Das Lächeln tut ihr weh. Auch unzählige Operationen später verursacht das rotädrige Narbengeflecht auf der einen Gesichtshälfte bei jeder Bewegung der Gesichtsmuskeln Schmerzen. Die ehemalige Kosmetikerin Beatrice hat sich das Lachen deshalb in aller Konsequenz abgewöhnt. Auch für Victor gibt es keinen Grund mehr, sich am Leben zu erfreuen, seit vor ein paar Jahren seine Frau und seine kleine Tochter umgekommen sind. Die beiden Immigranten aus Europa wohnen zufällig in gegenüberliegenden Wohnungen in einem Apartmentblock in New York und können sich in die Fenster schauen. Es wird ein erkennender Blick in die Seele des anderen. Schwarz ist dort die vorherrschende Gemütsfarbe, so düster wie der Look des Spielfilms „Dead Man Down“ generell.

Sie wollen Rache

Es braucht ein wenig, bis der Neo-Noir-Thriller von Niels Arden Oplev die Geschichten seiner Charaktere dargelegt hat, doch dann geht es nur noch um eins: um Rache. Denn gemeinsam ist den zutiefst verletzten Figuren der Hass auf die Verursacher ihrer Pein. Beatrice kann nicht akzeptieren, dass der betrunkene Autofahrer, der sie über den Haufen gefahren hat, mit einer Ermahnung davongekommen ist.

Victor, dessen Frau und Tochter kriminellen Immobiliengeschäften im Weg standen und deswegen einige Jahre zuvor sterben mussten, hat sein ganzes Dasein auf den großen Tag der Abrechnung ausgelegt. Dafür hat er sich erfolgreich der Gangsterbande angeschlossen, die ursächlich für den Tod seiner Familie verantwortlich ist. Von innen heraus arbeitet der zur Ein-Mann-Armee mutierte Vater und Ehemann an der Auslöschung aller beteiligten Verbrecher. Wie ein Uhrwerk arbeitet er seinen perfiden Plan ab – da kommt ihm die Störung durch Beatrice denkbar ungelegen. Die Frau glaubt nämlich, in Victor das perfekte Werkzeug für ihre Vergeltung gefunden zu haben und erpresst ihn unerwartet mit der Drohung des Gangs zur Polizei.

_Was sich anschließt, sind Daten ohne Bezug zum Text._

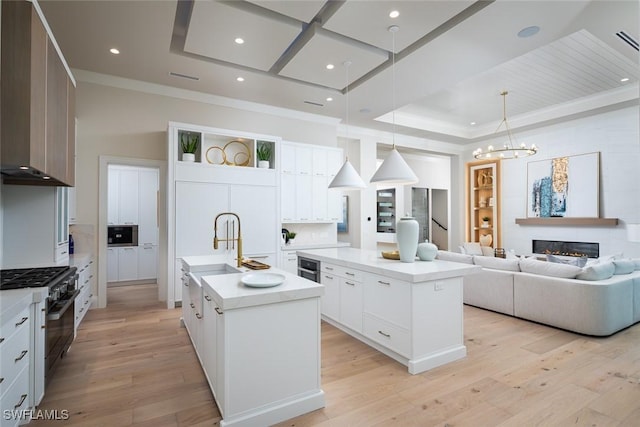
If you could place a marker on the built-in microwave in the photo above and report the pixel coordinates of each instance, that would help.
(122, 235)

Hoffnungsarm und bitter spielen sich Colin Farrell als Victor und Noomi Rapace als Beatrice durch den gut gemeinten, aber hoffnungslos überladenen und ziemlich unglaubwürdigen Plot. Dem dänischen Regisseur Niels Arden Oplev gelang mit seiner Verfilmung von „Verblendung“, dem ersten Teil von Stieg Larssons Millennium-Trilogie, der internationale Durchbruch. Hier versucht Oplev offensichtlich, an seinen Erfolg anzuknüpfen. Die gleiche Hauptdarstellerin (Rapace) und die ähnlich unterkühlte Atmosphäre können aber nicht über das Fehlen eines Anliegens oder einer nachvollziehbaren Drehbuchidee hinwegtäuschen. Ganz und gar rätselhaft bleibt etwa auch der Auftritt von Isabelle Huppert, die als taube Mutter von Beatrice wohl für ein wenig Wärme und Heiterkeit sorgen soll.

Alles ist möglich

Recht unmotiviert reiht sich so eine Schießerei an die nächste dramatische Begegnung zwischen Victor und Beatrice, aber weder die beiden Charaktere noch die einzelnen Szenen wollen sich zu einem sinnhaften Ganzen fügen. Das Klischee, dass für den Einwanderer in Amerika auch in negativer Hinsicht alles möglich ist, wird hier ein wenig arg strapaziert. Die Metropole New York, das beweist der Regisseur hier mit jeder Einstellung, ist sichtlich nicht seine „hood“, nicht seine Gegend.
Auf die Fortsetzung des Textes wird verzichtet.